Returning to the example of clean technology, the report says the EU invested around $1,500 million in 2007, which compares badly with the $4,000 million spent in the US. 

Janez Poto?nik European Commissioner for Science and Research said the paper comes at a time when "research and innovation in Europe could head forward into a better-planned, more coordinated future, or find itself stalled in a dead end street". 

"I must admit that papers do not normally excite me! However, the one that BusinessEurope has presented is different. It is therefore a very welcome intervention in the context of the preparation of the post-2010 EU policy strategy, the review of ERA governance, and the preparation of future EU innovation policy. It will help us all to improve our understanding of what a comprehensive research and innovation policy in Europe should look like," said the Commissioner. 

Philippe de Buck, director-general of BusinessEurope, said the financial crisis has added to the urgency surrounding the rejuvenation of Europe's innovation ecosystem. 

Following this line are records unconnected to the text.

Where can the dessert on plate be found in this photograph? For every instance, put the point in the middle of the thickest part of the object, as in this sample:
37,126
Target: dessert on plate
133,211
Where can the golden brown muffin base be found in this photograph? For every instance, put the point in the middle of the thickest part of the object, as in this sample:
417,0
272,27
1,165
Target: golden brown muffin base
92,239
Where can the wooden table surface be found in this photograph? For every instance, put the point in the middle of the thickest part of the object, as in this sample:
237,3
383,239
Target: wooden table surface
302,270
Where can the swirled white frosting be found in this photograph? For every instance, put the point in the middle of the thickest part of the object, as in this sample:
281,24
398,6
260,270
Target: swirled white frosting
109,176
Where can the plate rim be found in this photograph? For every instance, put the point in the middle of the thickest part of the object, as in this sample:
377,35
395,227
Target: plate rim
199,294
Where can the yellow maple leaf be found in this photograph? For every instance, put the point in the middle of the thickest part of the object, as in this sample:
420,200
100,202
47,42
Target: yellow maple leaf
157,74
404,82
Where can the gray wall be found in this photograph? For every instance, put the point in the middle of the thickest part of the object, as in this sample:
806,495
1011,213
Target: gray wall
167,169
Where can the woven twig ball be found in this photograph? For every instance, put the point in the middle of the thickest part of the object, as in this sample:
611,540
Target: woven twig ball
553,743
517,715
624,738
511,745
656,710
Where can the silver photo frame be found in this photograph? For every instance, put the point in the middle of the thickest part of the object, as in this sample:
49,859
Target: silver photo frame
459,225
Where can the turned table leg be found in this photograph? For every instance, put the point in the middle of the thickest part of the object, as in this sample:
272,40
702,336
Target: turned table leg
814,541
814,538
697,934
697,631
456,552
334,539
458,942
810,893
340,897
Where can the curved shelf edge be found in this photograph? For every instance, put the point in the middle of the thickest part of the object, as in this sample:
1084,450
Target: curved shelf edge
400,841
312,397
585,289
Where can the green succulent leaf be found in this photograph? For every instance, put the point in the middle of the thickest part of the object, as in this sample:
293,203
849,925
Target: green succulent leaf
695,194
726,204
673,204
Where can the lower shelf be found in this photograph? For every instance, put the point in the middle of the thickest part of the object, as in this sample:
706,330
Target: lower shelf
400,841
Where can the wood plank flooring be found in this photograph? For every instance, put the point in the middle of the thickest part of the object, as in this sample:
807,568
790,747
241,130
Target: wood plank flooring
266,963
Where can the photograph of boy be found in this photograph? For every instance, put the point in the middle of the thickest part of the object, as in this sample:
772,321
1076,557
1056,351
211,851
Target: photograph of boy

"The scale of challenges faced by the European economy and society, the context of crisis and fiercer competition at global level call for further efforts to support research and innovation. Europe must adopt a resolutely offensive profile." 

BusinessEurope President Jürgen R. Thumann said the first Barroso Commission recognised the need to develop such a broad-based innovation strategy. 

"It is essential now to implement this vision with determination. The forthcoming European Innovation Plan and, in the longer term, the Eighth European Framework Programme (FP8) and the next Financial Perspectives (2014-2020), should be decisive milestones in this process."

Europe faces perennial challenges in creating the right environment for entrepreneurship, with the US and Japan consistently more willing to take risks on innovative new ventures. 

The EU executive will publish a new European Innovation Act by next spring at a time when policymakers are debating how to replace the Lisbon Agenda for Growth and Jobs, which expires at the end of 2009. 

It also comes as European Commission President José Manuel Barroso plans to reconfigure the incoming College of Commissioners to put greater focus on innovation policy (EURACTIV 23/09/09). 

Small business groups have stressed the need to put patent protection at the heart of the EU Innovation Act (EURACTIV 08/09/09).